From “Buri nazar” and “Kina hora” to Baby sleep transitions, nap schedules, and CIO

3.24 sleep

Hmmm….so how are we doing with sleep these days? Good…is what I want to say because I believe it. The fear of course is that things could change any day as most things do with babies. I also fear I am going to jinx it simply by writing it.

Buri Nazar and Kina Hora

In Indian culture, this specific kind of fear is called “buri nazar” or casting an evil eye on something good/positive such that, that evil eye will negate or destroy the very thing that makes whatever it is that is good, go away. As a man of science, Aaron used to laugh at this fear of mine. That is, until his dad, another man of science, told us about the Jewish concept of “kina hora” suddenly legitimizing, in Aaron’s eyes, my perhaps unreasonable concerns. After all, just because a concept exists or is believed to exist does not mean that it is necessarily a fact or a possibility above questioning and a healthy dose of skepticism. The actual concept is known as “Kein Ayin Hora” in Judaism but as Rabbi Burton writes, “When it’s said quickly is [sic] can sometimes sound like ‘Kina Hora'”. In the U.S., one would simply say “knock on wood/touchwood” or maybe even “keeping one’s fingers crossed.”

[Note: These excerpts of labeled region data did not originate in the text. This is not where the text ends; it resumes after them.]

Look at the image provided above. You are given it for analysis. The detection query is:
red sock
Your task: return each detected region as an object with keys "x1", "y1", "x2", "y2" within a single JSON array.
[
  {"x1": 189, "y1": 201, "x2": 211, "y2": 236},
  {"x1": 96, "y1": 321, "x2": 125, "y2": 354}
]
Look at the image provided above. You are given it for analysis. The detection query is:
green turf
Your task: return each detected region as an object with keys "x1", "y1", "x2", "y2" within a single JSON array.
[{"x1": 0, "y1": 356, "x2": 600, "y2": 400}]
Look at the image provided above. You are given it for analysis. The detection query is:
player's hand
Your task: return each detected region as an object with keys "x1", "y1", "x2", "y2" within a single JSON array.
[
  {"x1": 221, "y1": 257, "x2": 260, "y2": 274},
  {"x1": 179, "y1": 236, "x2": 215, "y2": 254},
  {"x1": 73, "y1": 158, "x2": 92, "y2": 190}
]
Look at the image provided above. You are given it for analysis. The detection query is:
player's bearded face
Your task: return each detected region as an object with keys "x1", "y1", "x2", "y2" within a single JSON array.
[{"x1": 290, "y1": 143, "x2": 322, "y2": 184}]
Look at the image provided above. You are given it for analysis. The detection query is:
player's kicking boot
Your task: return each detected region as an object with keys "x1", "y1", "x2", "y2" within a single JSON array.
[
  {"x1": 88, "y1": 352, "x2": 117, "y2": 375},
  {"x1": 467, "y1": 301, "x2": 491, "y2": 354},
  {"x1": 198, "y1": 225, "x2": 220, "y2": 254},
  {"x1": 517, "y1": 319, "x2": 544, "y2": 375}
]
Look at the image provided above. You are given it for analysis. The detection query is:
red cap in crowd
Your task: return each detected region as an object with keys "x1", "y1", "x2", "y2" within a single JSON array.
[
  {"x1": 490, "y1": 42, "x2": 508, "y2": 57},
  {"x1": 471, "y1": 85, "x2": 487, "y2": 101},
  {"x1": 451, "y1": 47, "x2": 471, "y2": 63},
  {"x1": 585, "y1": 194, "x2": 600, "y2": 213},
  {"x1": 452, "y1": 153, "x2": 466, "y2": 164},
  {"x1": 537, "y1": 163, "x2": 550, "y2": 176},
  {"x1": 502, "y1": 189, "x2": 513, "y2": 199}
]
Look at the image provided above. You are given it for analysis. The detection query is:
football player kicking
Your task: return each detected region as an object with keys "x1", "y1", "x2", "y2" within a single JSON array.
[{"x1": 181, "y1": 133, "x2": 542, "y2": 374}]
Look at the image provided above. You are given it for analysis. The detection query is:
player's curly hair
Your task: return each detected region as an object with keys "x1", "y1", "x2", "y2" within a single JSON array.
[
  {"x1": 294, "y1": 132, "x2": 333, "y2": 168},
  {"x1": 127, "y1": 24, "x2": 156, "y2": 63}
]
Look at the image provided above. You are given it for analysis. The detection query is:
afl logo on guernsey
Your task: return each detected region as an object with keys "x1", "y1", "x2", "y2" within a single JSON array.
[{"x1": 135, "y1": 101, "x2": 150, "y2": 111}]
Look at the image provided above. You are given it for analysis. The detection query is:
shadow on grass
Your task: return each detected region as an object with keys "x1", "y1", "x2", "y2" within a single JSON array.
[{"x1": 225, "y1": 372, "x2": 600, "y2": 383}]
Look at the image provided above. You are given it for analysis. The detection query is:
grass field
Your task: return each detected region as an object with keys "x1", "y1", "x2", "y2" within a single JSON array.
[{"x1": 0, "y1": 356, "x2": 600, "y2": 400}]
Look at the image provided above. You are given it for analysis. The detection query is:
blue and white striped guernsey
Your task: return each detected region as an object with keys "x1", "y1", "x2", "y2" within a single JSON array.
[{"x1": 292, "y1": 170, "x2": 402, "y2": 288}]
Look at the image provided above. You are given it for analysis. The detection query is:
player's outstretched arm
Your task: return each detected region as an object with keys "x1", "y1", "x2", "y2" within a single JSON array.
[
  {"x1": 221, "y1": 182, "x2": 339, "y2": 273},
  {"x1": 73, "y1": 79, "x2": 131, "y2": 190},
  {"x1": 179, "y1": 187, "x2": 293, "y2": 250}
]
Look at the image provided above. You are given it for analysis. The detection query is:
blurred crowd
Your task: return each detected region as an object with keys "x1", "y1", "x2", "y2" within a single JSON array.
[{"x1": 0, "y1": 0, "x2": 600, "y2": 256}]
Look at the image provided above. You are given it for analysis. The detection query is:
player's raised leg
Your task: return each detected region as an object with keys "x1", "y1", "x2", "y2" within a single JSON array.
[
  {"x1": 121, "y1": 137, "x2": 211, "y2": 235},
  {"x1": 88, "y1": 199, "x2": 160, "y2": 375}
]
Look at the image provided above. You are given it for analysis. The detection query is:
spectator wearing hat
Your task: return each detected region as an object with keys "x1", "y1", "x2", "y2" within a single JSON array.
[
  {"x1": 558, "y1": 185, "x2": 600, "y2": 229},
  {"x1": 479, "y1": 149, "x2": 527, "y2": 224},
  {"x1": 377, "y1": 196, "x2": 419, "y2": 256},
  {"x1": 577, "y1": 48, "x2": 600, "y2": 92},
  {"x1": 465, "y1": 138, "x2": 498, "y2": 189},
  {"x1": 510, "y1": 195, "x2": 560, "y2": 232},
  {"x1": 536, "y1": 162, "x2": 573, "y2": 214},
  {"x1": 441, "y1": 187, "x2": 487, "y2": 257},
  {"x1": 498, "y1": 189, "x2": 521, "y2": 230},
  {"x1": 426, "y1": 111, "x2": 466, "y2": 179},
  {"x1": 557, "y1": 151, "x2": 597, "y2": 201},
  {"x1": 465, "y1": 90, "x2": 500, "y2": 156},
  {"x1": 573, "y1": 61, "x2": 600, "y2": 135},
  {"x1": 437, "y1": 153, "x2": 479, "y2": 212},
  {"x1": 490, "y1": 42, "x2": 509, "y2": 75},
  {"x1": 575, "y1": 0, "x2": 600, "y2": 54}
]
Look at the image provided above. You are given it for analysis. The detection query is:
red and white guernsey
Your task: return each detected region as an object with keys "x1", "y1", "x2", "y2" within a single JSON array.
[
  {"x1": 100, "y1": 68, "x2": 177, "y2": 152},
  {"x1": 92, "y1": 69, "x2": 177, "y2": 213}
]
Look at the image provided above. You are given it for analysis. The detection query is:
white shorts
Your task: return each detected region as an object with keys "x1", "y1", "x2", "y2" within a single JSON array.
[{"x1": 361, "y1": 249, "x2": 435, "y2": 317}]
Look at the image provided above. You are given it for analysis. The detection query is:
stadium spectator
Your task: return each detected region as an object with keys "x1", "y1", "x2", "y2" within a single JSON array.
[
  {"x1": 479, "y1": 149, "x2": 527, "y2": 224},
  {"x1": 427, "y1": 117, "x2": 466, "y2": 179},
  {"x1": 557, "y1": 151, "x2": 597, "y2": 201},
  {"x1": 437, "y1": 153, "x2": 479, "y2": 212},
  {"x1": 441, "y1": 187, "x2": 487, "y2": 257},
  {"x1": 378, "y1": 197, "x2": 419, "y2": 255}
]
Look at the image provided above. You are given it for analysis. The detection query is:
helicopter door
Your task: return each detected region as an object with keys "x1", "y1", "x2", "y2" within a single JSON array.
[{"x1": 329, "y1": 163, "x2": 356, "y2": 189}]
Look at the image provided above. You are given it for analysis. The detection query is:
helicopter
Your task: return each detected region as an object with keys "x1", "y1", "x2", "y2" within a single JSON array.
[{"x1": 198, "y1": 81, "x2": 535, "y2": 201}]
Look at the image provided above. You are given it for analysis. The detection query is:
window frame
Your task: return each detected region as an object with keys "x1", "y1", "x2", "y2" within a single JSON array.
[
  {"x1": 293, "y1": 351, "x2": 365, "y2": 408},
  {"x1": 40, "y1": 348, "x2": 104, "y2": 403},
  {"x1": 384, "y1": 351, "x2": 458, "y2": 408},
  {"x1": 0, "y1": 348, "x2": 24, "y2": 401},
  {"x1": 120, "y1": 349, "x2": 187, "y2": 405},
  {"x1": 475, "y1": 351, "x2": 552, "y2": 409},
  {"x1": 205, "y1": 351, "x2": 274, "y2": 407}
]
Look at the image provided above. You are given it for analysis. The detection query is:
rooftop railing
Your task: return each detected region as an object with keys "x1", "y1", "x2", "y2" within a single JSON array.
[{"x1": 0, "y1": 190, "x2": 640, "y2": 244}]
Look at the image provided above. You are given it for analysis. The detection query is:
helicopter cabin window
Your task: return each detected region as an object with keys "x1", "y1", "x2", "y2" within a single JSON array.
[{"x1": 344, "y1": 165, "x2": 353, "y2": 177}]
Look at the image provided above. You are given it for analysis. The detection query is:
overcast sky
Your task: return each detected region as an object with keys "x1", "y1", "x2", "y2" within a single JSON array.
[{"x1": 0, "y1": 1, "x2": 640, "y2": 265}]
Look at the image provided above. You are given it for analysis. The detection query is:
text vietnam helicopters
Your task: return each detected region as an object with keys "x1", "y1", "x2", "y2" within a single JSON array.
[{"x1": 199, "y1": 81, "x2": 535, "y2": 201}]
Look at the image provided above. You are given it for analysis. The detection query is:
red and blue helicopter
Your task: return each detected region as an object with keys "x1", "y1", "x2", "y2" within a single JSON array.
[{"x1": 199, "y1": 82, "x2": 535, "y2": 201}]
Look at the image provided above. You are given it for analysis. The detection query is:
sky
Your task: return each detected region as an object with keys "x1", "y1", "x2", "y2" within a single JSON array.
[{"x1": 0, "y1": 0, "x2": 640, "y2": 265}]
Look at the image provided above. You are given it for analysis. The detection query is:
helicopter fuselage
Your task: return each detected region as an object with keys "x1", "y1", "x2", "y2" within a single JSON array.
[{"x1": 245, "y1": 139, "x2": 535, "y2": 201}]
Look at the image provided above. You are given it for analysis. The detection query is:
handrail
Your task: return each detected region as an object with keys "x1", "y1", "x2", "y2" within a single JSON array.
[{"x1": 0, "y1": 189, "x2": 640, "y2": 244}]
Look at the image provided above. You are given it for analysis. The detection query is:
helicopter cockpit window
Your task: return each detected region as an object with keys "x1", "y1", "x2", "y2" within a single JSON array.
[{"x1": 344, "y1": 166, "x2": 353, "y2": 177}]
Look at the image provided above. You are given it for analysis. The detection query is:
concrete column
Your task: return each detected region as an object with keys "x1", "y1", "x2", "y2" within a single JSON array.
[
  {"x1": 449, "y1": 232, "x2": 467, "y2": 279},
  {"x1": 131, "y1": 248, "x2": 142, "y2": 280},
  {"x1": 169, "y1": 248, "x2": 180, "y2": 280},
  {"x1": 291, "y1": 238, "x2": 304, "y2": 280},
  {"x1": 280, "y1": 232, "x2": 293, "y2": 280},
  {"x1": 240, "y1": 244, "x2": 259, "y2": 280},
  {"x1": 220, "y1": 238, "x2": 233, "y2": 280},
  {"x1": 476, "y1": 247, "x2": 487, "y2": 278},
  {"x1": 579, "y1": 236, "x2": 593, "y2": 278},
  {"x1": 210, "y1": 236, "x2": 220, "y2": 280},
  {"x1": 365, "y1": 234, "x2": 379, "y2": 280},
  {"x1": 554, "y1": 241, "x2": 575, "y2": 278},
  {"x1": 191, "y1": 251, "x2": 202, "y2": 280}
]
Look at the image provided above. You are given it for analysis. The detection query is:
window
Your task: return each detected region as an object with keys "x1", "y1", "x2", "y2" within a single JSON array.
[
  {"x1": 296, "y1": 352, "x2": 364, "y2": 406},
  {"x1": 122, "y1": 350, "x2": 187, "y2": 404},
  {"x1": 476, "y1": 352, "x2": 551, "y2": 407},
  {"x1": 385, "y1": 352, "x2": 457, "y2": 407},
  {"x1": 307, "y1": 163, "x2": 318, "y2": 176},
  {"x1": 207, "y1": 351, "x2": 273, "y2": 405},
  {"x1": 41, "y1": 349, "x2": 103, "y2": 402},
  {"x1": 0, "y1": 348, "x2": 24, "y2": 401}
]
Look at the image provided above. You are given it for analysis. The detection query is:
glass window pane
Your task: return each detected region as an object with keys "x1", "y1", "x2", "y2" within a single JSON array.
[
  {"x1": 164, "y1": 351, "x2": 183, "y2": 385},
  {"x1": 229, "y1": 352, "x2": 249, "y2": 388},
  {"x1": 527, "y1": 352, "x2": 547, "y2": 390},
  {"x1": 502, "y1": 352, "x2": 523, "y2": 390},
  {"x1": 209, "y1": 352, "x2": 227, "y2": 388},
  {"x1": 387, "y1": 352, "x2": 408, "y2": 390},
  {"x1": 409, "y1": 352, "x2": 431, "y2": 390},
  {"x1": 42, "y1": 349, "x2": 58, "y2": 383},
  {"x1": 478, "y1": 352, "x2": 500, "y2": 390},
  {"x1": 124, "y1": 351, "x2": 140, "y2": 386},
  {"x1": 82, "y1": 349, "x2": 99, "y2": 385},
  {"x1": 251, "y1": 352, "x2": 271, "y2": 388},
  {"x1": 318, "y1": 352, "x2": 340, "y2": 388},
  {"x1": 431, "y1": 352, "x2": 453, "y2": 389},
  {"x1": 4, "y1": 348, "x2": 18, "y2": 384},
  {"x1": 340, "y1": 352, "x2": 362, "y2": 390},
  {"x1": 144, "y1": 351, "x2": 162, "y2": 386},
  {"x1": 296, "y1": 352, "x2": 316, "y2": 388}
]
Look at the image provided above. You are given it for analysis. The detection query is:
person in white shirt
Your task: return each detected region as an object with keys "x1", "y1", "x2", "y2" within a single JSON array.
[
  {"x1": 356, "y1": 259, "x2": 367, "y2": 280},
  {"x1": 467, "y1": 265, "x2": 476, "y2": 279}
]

Newborn night sleep and naps:

When we first brought Baby E home from the hospital, she did not have a schedule. She slept all the time just as she should, being a newborn and all. She would sleep everywhere and anywhere which was great given that she could easily be transferred from her swing to her bassinet without any sense of awareness. During the day, she mostly slept in her swing, in my arms or on my chest. She loved the calming sways of the swing and she stayed neatly tucked into the swing’s embrace for extended periods. At night, she would hangout with us, mostly asleep, waking up only to eat before falling back into a peaceful slumber while the rest of us (grandparents and parents) watched random shows on TV (Bosch and House Hunters, mostly). I would take her upstairs to our bedroom where she still sleeps, around 10:00 p.m. and we would both fall asleep (she was usually already asleep) – me in my bed, she in her bassinet next to the bed.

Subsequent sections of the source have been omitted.